We walked in silence for a little while. Then I said: ‘I’m going to call it off with Annmarie over Thanksgiving. I started to phone her, then didn’t. If I’m going to do it, I guess I better find the guts to do it face to face.’ I hadn’t been aware of coming to any such decision, not consciously, but it seemed I had. Certainly it wasn’t something I was saying just to please Carol.

She nodded, scuffing through the leaves in her sneakers, holding her little bag in one hand, not looking at me. ‘I had to use the phone. Called S-J and told him I was seeing a guy.’

I stopped. ‘When?’

‘Last week.’ Now she looked up at me. Dimples; slightly curved lower lip; the smile.

‘Last week? And you didn’t tell me?’

‘It was my business,’ she said, ‘Mine and Sully’s. I mean, it isn’t like he’s going to come after you with a . . . ‘ She paused long enough for both of us to think with a baseball bat and then went on, ‘That he’s going to come after you, or anything.
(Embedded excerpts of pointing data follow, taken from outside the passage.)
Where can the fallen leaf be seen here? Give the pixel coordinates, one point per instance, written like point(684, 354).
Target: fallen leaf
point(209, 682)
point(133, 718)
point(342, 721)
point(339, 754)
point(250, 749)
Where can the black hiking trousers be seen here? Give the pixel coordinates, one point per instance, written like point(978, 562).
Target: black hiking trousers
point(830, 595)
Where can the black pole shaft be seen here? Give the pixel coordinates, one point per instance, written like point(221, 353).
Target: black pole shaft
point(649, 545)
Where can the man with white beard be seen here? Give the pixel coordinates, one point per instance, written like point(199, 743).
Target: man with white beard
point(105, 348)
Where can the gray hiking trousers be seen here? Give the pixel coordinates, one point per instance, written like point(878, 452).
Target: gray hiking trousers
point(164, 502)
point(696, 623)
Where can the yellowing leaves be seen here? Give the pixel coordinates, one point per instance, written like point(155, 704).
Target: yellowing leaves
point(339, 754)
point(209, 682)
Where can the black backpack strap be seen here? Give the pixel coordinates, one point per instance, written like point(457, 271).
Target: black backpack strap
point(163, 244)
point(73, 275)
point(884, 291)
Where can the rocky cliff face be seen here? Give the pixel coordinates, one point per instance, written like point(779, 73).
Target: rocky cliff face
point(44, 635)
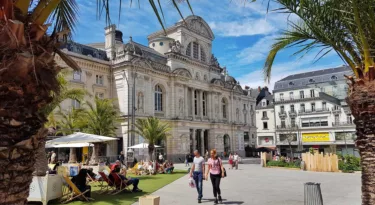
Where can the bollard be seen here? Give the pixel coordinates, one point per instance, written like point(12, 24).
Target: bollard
point(313, 194)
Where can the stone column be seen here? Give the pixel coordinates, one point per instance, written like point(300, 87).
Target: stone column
point(203, 149)
point(192, 103)
point(194, 140)
point(200, 101)
point(186, 107)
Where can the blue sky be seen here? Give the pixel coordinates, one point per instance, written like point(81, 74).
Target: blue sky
point(243, 34)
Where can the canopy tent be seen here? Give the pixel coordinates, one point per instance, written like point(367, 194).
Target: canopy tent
point(68, 145)
point(80, 137)
point(141, 146)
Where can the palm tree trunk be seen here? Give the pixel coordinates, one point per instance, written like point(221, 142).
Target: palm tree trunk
point(362, 104)
point(95, 155)
point(17, 165)
point(41, 162)
point(73, 155)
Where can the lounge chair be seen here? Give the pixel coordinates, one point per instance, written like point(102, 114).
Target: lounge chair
point(74, 192)
point(119, 183)
point(110, 187)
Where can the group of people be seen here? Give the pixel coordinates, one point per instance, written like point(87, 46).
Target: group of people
point(215, 170)
point(51, 157)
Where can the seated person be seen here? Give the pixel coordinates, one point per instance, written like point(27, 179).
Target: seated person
point(94, 176)
point(80, 182)
point(122, 174)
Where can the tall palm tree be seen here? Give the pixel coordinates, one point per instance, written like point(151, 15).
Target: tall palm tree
point(100, 119)
point(347, 28)
point(153, 130)
point(28, 80)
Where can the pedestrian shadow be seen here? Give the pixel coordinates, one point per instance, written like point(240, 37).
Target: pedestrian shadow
point(225, 201)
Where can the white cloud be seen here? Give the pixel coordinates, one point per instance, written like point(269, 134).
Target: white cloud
point(246, 27)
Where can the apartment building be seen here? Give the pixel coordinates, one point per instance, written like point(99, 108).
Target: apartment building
point(311, 111)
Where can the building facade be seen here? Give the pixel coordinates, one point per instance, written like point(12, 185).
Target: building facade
point(311, 111)
point(265, 123)
point(175, 78)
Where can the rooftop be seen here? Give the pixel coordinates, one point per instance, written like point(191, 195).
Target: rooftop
point(302, 80)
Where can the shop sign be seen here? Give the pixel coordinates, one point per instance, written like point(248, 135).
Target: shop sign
point(315, 137)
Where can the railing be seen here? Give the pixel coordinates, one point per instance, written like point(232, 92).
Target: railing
point(316, 110)
point(342, 124)
point(299, 97)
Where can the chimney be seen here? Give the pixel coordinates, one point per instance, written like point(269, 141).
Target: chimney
point(110, 41)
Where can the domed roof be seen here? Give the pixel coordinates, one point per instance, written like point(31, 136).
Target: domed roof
point(132, 48)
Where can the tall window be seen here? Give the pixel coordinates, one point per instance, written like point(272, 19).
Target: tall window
point(324, 105)
point(76, 104)
point(195, 50)
point(195, 102)
point(312, 93)
point(224, 107)
point(188, 50)
point(293, 122)
point(158, 98)
point(204, 99)
point(281, 96)
point(203, 55)
point(283, 124)
point(265, 125)
point(301, 94)
point(99, 79)
point(77, 76)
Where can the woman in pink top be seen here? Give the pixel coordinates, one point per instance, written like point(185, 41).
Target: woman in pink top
point(216, 170)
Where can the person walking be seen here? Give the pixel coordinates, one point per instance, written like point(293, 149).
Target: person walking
point(196, 172)
point(235, 160)
point(187, 160)
point(216, 170)
point(230, 159)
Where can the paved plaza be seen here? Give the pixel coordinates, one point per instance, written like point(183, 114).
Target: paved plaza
point(252, 184)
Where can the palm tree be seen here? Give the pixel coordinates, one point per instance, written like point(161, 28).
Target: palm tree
point(99, 119)
point(347, 28)
point(28, 82)
point(153, 130)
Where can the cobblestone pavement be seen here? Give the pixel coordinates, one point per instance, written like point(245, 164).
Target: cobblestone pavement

Come on, Pete. If we’re going to do something, let’s do it. I’m not going riding with you, though. I really have to study.’

‘No rides.’

We got walking again. The Steam Plant lot seemed huge to me in those days — hundreds of cars parked in dozens of moonlit rows. I could hardly ever remember where I left my brother’s old Ford wagon. The last time I was back at UM, the lot was three, maybe even four times as big, with space for a thousand cars or more. Time passes and everything gets bigger except us.